Le due donne escono di scena, ognuna torna al suo campo. Sullo sfondo, dietro il
telone che permette i giochi d'ombra marciano rumorosamente diversi opliti in
formazione.
SCENA 4
Entrano in scena Andromaca ed Ettore.
ANDROMACA:
Ettore, ti supplico, non fingere con me.
ETTORE:
Cosa intendi dire amore mio?
ANDROMACA:
So benissimo che, anche se lo neghi, hai paura della morte e fingi coraggio
soltanto nella vana speranza che io soffra di meno.
ETTORE:
Non ho paura!
L'eroe dei Troiani non ha paura.
ANDROMACA:
Ti sbagli, l'eroe dei Troiani non può e non dovrebbe aver paura, ma essendo
umano è saturo di terrore.
ETTORE:
Andromaca non rendere tutto più difficile ...
ANDROMACA:
(disperata) Come puoi chiedermi di non rendere tutto più difficile?

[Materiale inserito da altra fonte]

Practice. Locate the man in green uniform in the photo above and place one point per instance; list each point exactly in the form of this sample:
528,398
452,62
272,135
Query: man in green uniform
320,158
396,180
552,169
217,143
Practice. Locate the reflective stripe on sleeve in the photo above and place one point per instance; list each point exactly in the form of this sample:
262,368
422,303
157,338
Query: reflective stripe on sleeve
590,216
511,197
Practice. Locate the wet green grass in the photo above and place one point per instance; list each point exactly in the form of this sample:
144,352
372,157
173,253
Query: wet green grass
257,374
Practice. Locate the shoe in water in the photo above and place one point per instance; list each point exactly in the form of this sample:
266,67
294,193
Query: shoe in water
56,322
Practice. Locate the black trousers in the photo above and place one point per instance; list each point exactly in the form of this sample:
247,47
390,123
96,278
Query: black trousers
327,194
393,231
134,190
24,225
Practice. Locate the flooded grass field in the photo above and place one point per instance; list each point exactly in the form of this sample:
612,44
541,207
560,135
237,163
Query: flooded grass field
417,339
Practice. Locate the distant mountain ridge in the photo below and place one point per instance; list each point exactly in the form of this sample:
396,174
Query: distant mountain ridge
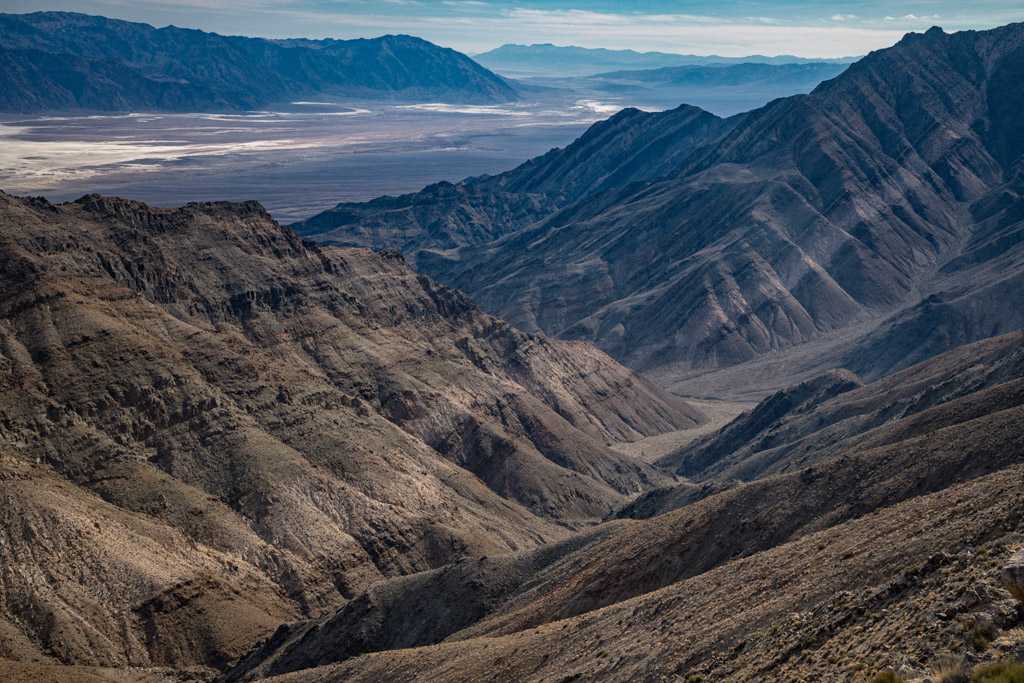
890,196
67,60
733,74
546,59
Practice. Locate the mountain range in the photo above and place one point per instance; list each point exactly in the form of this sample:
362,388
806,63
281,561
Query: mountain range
66,61
270,427
882,211
548,59
235,451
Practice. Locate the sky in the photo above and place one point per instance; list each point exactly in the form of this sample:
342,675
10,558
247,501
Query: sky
813,29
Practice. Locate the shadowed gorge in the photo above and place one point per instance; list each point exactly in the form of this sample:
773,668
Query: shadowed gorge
271,426
695,397
889,197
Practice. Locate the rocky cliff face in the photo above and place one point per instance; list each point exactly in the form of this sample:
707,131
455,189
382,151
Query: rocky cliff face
888,197
888,535
209,427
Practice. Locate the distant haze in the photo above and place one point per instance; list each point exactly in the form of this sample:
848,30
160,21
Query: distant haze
815,29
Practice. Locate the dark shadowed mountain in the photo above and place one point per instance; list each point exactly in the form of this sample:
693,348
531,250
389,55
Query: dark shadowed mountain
889,198
795,75
841,548
209,427
62,60
547,59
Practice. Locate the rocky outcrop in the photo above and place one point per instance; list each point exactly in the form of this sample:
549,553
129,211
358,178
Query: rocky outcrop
1013,577
892,474
209,427
887,198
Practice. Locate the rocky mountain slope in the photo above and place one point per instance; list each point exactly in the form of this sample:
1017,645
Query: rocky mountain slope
548,59
794,75
886,545
65,60
209,427
631,146
886,200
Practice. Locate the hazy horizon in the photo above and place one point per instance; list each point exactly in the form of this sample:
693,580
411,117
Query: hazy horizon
823,29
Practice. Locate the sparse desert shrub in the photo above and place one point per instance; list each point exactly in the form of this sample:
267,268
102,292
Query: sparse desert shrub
950,670
1000,672
981,636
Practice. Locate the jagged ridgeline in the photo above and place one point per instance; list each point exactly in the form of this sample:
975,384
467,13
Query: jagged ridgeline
66,60
682,243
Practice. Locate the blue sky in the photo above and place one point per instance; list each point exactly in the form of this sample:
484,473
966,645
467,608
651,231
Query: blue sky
820,28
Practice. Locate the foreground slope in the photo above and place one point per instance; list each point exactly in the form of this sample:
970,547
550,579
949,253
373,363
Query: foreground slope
209,427
887,200
956,433
66,60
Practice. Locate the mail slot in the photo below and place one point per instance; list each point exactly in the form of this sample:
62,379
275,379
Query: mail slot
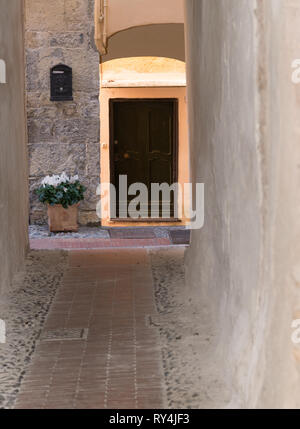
61,83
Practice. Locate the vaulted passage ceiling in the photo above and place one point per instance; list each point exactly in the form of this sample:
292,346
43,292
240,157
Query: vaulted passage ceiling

Cosa c'è di più terribile che vedere il proprio marito fingere indifferenza di
fronte alla propria morte?
Non posso essere indifferente.
Ettore ti supplico fuggi.
Fuggi lontano.
ETTORE:
Se fuggissi Achille si vendicherebbe su di te e suoi nostri bambini.
ANDROMACA:
Fuggiremo lontano insieme.
ETTORE:
Ci inseguirebbe e ci stanerebbe anche in capo al mondo.

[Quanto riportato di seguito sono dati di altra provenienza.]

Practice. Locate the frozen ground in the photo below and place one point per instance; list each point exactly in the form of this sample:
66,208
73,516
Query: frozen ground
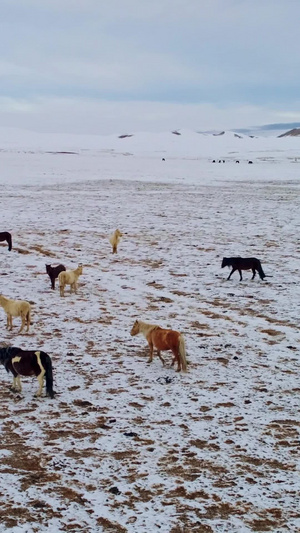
119,449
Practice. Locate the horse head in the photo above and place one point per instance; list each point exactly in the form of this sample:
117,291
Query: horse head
224,262
135,328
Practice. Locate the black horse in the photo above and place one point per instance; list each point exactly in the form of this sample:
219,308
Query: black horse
5,236
244,263
53,272
28,363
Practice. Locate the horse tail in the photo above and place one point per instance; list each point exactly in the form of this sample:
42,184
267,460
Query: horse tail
262,275
28,317
182,353
9,242
47,364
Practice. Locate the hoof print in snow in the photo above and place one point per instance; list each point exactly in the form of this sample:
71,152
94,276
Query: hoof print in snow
114,490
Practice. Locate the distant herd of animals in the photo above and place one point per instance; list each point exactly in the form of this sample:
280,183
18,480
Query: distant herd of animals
223,161
38,363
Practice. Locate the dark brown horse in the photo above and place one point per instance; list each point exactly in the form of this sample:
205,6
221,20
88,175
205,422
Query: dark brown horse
28,363
162,339
53,272
244,263
5,236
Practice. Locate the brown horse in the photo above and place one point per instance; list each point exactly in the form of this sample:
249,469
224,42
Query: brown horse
28,363
5,236
162,339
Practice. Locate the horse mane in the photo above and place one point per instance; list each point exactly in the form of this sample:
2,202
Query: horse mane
149,327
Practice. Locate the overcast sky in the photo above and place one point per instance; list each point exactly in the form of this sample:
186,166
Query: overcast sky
121,66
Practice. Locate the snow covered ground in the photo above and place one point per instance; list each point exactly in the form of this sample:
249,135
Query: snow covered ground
120,448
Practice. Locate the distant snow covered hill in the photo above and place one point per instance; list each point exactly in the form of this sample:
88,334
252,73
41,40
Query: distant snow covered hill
176,144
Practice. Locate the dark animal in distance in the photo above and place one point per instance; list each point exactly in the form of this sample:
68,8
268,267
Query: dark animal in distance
28,363
53,272
244,263
6,236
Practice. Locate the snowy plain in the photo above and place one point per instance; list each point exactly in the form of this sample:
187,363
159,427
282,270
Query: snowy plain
120,448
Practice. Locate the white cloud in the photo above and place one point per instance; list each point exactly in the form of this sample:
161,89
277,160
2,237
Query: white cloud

Quello non è un uomo, è una belva assetata di sangue.
Mi ha già fatto pervenire un ambasciatore che mi ha avvertito che se fuggirò non
darà la caccia a me ma a voi.
Punirà voi per farmi uscire allo scoperto.
ANDROMACA:
Amore mio, mio padre intrattiene relazioni commerciali con il re dell'India,
fuggiamo là.
Il re è potentissimo ed i suoi eserciti impediranno ad Achille qualsiasi cosa.
ETTORE:
Non posso fuggire in un regno lontano e portare così la morte e la devastazione
anche là.
Achille è implacabile e nulla lo fermerà.
ANDROMACA:
Il re dell'India lo farà schiacciare dai suoi elefanti.
ETTORE:
E lui si rialzerà incolume e seminerà morte e distruzione nel suo regno.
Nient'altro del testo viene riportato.